When experts in content marketing are asked for advice, there is a common refrain. Define the audience. Before you begin crafting a message, know who you’re talking to and optimize based on that.
Video creators, blog writers, and digital marketers all intuitively know this. It’s the type of thing that gets repeated so often that the meaning is eventually muddied or lost. Why is this step forgotten so often that consultants need to emphasize and repeat it? How does a well-defined audience determine the type and style of content produced and the effectiveness of that content?
This tactic is nothing new. Perhaps that is why it’s so deeply ingrained.
“Demographics and audience definition have been important in content marketing and advertising since the beginning,” said Mary Cochran, co-founder of Launching Labs Marketing.
Cochran said that businesses sometimes define their target markets too broadly. They assume that everyone needs their product. This false presumption can interfere with an effective strategy. It takes time, money, and bandwidth to research and define a market, but these investments pay off in the long run.
Modern digital tools allow for very specific targeting. However, if marketers hope to use these tools in a cost-effective manner, they should have a clear picture of the relevant demographic beforehand. It’s not just about the dollars and cents. A well-defined audience directly impacts a campaign’s creative messaging.
Cochran explained, “When creatives use ‘personas,’ it adds life to the content. The buyer can identify with the product and it gets their attention.”
She mentioned that web users are sometimes baffled when they encounter bad or irrelevant marketing. Cochran said, “Have you ever thought, ‘Who opens this?’ It might’ve been a miss on identifying the audience.”
Alison Werning, co-founder at Launching Labs, expanded on the concept of buyer personas.

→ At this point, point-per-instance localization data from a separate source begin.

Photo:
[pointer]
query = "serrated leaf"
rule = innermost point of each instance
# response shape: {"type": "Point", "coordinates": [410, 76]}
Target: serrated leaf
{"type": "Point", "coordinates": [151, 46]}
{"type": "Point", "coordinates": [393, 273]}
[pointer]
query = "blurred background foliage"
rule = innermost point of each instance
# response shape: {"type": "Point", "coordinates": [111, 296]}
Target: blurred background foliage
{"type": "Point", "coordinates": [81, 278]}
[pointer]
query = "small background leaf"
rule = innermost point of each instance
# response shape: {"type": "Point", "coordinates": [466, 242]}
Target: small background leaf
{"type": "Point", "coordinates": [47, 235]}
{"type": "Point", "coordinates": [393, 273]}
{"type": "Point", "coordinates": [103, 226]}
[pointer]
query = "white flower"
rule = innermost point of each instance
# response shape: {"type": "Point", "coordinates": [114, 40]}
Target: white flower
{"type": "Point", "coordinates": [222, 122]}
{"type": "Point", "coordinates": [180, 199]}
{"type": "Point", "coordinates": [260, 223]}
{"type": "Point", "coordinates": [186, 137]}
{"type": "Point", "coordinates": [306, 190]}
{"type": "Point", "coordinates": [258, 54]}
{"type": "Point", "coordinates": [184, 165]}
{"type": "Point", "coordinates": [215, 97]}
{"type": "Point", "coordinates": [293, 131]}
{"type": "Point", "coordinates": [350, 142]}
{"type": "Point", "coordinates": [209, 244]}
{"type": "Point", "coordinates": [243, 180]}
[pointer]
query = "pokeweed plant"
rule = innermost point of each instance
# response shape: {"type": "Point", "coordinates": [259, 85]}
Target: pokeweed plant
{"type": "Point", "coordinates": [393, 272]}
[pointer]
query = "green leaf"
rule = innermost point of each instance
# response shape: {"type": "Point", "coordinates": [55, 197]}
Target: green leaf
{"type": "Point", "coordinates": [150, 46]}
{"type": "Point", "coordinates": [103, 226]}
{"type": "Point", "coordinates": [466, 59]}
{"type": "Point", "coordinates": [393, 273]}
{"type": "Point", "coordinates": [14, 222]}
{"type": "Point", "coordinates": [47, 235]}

“It is important to know who you want to market to before you jump in and create a logo, website or packaging,” she said.

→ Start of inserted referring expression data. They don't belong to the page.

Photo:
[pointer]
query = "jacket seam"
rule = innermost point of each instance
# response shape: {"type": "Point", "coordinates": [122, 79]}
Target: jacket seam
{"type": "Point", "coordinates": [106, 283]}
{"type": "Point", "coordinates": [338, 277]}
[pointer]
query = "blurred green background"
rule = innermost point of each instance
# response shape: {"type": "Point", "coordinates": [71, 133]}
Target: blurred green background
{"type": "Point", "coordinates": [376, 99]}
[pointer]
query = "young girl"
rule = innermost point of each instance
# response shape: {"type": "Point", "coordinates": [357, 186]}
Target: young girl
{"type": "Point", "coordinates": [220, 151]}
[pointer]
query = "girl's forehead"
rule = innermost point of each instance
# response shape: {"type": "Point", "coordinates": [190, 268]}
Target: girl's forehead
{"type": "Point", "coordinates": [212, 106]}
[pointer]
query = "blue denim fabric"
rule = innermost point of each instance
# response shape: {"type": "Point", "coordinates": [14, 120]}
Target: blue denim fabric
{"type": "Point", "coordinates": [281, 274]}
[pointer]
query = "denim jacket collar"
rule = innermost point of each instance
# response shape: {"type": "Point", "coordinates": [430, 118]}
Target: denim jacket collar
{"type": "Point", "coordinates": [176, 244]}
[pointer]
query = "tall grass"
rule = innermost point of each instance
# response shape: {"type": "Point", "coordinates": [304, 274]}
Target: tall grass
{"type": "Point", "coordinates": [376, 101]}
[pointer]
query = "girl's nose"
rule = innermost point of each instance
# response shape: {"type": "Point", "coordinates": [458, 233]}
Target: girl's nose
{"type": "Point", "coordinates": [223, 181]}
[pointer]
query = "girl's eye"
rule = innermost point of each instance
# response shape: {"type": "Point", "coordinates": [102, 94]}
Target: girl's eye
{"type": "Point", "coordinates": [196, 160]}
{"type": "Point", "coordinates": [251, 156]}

Providing an example, Werning continued, “If you simply say, ‘Anyone who is thirsty will buy my beer,’ the messaging will likely fall flat. However, if you define your psychographics to, say, young men who are trout fisherman, run a half marathon every year and like to find new experiences, you will have a clear idea for your brand design.”

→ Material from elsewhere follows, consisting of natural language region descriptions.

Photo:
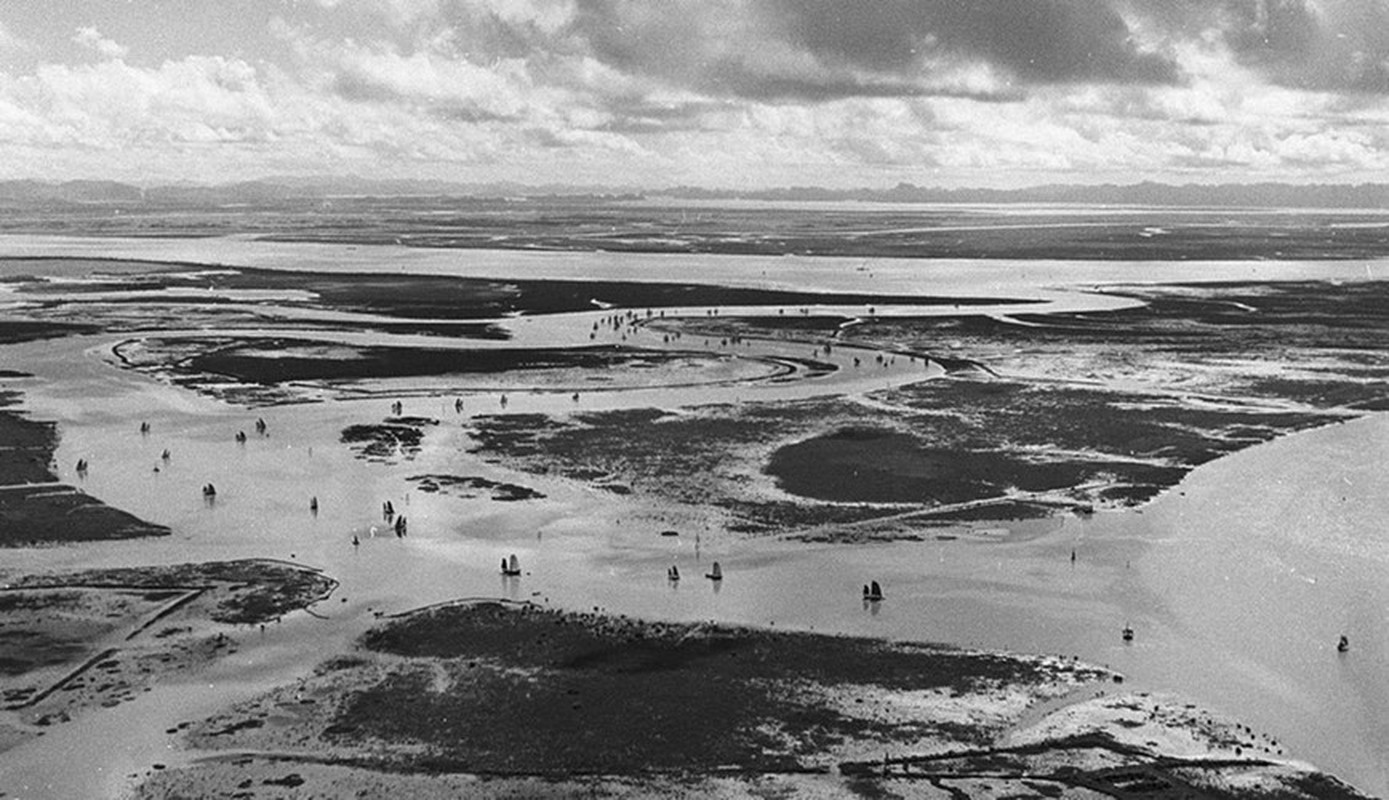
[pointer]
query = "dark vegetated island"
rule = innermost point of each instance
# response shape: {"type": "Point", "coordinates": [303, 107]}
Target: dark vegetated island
{"type": "Point", "coordinates": [535, 690]}
{"type": "Point", "coordinates": [272, 360]}
{"type": "Point", "coordinates": [509, 692]}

This specificity could shape a variety of efforts on the digital marketing front.
Werning said, “Brands like New Belgium and Blue Moon fit this mold and have packaging that goes along with this persona. Everything they do addresses and engages this audience. The visual is attractive, they sponsor appropriate events, and their digital accounts are edgy and fun, instead of elegant or staid.”
Marton Varo, CEO and executive producer at Brandefy, has also reaped the benefits of a well-defined audience. Varo creates TV commercials, promotional web videos, and keyword-optimized content for a variety of clients.
Varo said that entrepreneurs sometimes can’t see the forest for the trees. “When you’re an entrepreneur or the core driving force behind a company or product, when it’s ‘your baby’ in question, you may often lose perspective,” he explained.
According to Varo, businesses should acknowledge that they can’t please everyone all the time and try to exercise objective judgment.
He explained, “When you’re as close to something as an entrepreneur is to their ‘baby,’ it’s very easy to make assumptions based on emotions — thinking everyone will love your product as much as you do — rather than taking a step back and exercising an objective, critical assessment of who your audience truly is, perhaps even bringing data and analysis into the decision-making process.”
Digital marketers shouldn’t pass up on the tremendous ability to create hyper-targeted and well-strategized messaging. Specificity informs tone, style, and strategy.
Varo concluded, “When you know who you’re talking to, it’s much easier to devise a plan of action on how to talk to them.”